Learning Objectives

  • Describe what a vector is.
  • Create vectors of different data types.
  • Use indexing to subset and modify specific portions of vectors.
  • Understand how to use vectorized functions to avoid loop operations.

Suggested readings

  • Chapter 20 of “R for Data Science”, by Garrett Grolemund and Hadley Wickham
  • Chapter 5.1 of “Hands-On Programming with R”, by Garrett Grolemund

So far we’ve only dealt with objects that contain one value (e.g. x <- 1), but R actually stores those values in a vector of length one:

x <- 1
length(x)
## [1] 1
is.vector(x)
## [1] TRUE

A vector is a basic data structure in R. All elements in a vector must have the same type.
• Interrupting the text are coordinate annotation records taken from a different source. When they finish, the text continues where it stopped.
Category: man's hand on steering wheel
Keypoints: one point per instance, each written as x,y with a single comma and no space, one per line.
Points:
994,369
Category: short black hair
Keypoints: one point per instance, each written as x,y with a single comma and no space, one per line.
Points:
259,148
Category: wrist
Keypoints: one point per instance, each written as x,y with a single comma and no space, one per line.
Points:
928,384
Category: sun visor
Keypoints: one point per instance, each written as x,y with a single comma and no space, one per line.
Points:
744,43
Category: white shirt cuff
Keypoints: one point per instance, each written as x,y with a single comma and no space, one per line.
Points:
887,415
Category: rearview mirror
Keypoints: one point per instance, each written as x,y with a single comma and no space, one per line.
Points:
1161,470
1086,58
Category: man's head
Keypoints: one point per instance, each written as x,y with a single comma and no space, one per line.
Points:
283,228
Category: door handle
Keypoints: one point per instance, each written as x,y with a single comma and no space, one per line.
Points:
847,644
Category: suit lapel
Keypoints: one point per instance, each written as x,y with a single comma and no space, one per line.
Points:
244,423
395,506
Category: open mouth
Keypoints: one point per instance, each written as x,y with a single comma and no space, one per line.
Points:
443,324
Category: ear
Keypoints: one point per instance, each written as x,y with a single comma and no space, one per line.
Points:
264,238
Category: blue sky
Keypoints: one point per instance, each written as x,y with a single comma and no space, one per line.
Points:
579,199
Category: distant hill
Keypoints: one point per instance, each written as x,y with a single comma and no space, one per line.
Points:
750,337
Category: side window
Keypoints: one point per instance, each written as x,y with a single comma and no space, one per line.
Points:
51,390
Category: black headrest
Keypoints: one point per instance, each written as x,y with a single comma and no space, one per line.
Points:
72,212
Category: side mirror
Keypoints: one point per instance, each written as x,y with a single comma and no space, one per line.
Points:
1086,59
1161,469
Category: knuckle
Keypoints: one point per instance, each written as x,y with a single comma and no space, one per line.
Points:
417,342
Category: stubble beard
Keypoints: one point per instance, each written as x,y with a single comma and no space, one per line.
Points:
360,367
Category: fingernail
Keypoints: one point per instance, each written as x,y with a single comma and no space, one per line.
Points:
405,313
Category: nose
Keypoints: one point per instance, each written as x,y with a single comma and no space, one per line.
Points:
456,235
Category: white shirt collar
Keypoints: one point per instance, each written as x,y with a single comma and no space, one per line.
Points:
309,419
Watch this 1-minute video for a quick summary of vectors


1 Vector basics

1.1 Creating vectors

The most basic way of creating a vector is to use the c() function (“c” is for “concatenate”):

x <- c(1, 2, 3)
length(x)
## [1] 3

As we saw in the loops lesson, you can also create vectors of sequences using the : operator or the seq() function:

seq(1, 10)
##  [1]  1  2  3  4  5  6  7  8  9 10
1:5
## [1] 1 2 3 4 5

You can also create a vector by using the rep() function, which replicates the same value n times:

y <- rep(5, 10) # The number 5 ten times
z <- rep(10, 5) # The number 10 five times
y
##  [1] 5 5 5 5 5 5 5 5 5 5
z
## [1] 10 10 10 10 10

In fact, you can use the rep() function to create longer vectors made up of repeated vectors:

rep(c(1, 2), 3) # Repeat the vector c(1, 2) three times
## [1] 1 2 1 2 1 2

If you add the each argument, rep() will repeat each element in the vector:

rep(c(1, 2), each = 3) # Repeat each element of the vector c(1, 2) three times
## [1] 1 1 1 2 2 2

You can see how long a vector is using the length() function:

length(y)
## [1] 10
length(z)
## [1] 5

1.2 Vector coercion

Each element in a vector must have the same type. If you mix types in a vector, R will coerce all the elements to either a numeric or character type.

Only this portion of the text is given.